« Sangha SupportPounds of UnWanted Crap »

Network Time

12/15/04 | by steveg [mail] | Categories: WiFi

George N. posted a couple of days ago three opportunities to network this week, of which I originally planned on attending only one, maybe two. But it got me to thinking about networking as a concept again.

A meeting yesterday with Lou Tisler and Lakewood Councilwoman Mary Louise Madigan at Cafe AhRoma sparked the thought. I never met Lou face to face, but he is an active commenter on the blogs, shares a number of aquaintances with me, and is active in the non-governmental civic space. I never met Mary Louise before, virtually or otherwise.

Anyway, Mary Louise was friendly, but focused on the business and had to run out after an hour or so, as busy politicians usually must do. Lou stayed another three quarters of an hour where I learned about how long he has worked in the civic space, the difference between dealing within a city ward and being regional. We talked about the difficulty in keeping balance with our professional and "real" life. How to delegate in volunteer environments. Finding the money, getting the money, ASKING for money. Nonprofit structures, nonprofit relationships with its constituents and with municipal governments. Cool new projects and scope development into scope creep. Trying to meeting unfair expectations.

And finally how he has kept the connections and relationships with other CDCs and the varying amounts of collaboration he has benefitted from and helped others. This I am not surprised.

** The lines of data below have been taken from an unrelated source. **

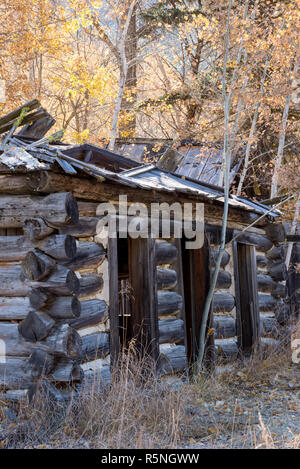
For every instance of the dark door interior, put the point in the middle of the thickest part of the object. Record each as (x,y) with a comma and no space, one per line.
(133,296)
(196,279)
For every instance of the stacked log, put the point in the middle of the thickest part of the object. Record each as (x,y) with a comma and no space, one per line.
(48,288)
(271,277)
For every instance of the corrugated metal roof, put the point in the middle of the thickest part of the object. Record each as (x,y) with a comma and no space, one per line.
(150,177)
(147,177)
(201,161)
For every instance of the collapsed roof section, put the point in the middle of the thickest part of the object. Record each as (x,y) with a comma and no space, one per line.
(21,152)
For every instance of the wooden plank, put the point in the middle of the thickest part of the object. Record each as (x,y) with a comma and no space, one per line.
(144,308)
(237,290)
(196,274)
(250,324)
(112,256)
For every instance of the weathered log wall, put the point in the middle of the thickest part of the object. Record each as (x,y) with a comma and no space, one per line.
(50,291)
(54,287)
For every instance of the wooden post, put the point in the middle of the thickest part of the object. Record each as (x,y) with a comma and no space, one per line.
(144,309)
(112,255)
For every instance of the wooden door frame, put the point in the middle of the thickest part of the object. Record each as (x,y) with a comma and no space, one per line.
(144,309)
(246,339)
(196,262)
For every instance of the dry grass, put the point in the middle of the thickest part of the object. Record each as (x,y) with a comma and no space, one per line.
(234,408)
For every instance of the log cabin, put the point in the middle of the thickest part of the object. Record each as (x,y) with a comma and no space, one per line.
(72,299)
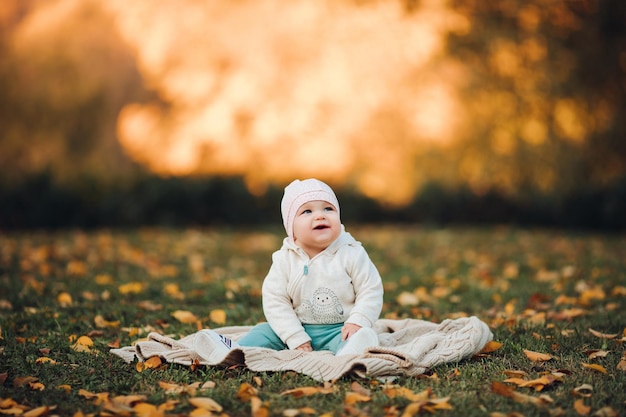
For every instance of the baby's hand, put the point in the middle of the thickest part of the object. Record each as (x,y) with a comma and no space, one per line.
(348,330)
(305,347)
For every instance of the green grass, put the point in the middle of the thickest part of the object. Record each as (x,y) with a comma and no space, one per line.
(515,280)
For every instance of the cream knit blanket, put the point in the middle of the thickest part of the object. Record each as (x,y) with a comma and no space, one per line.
(408,347)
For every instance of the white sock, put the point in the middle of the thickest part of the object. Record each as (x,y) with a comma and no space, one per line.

I felt like in that short extra span of time was when we connected. The extra bit of effort where we talked on the narrow overlap of our interests created a springboard to discover other areas where we can support, help, identify, and create opportunities for each other. And not for any ulterior reason, but because we want to help each other because we like each other.

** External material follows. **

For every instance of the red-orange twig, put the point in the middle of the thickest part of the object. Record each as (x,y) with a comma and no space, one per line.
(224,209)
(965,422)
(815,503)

So what does this have to do with networking? It shows where the value is in it. And like anything with value, it does not have intrinsic worth. Value must be added, with work, with time, with discipline, and with devotion. Because volume is not value, quality is not quantity. Value is in the strength and depth of the relationship, not in how many were collected. Because with one good partner, more can be accomplished than with a horde of opportunists.

I think that because of the extra effort and time, Lou and I are well on that road.

Permalink

1 comment

Comment from: Lou [Visitor]
LouDefinitely on that road and definitely my pleasure.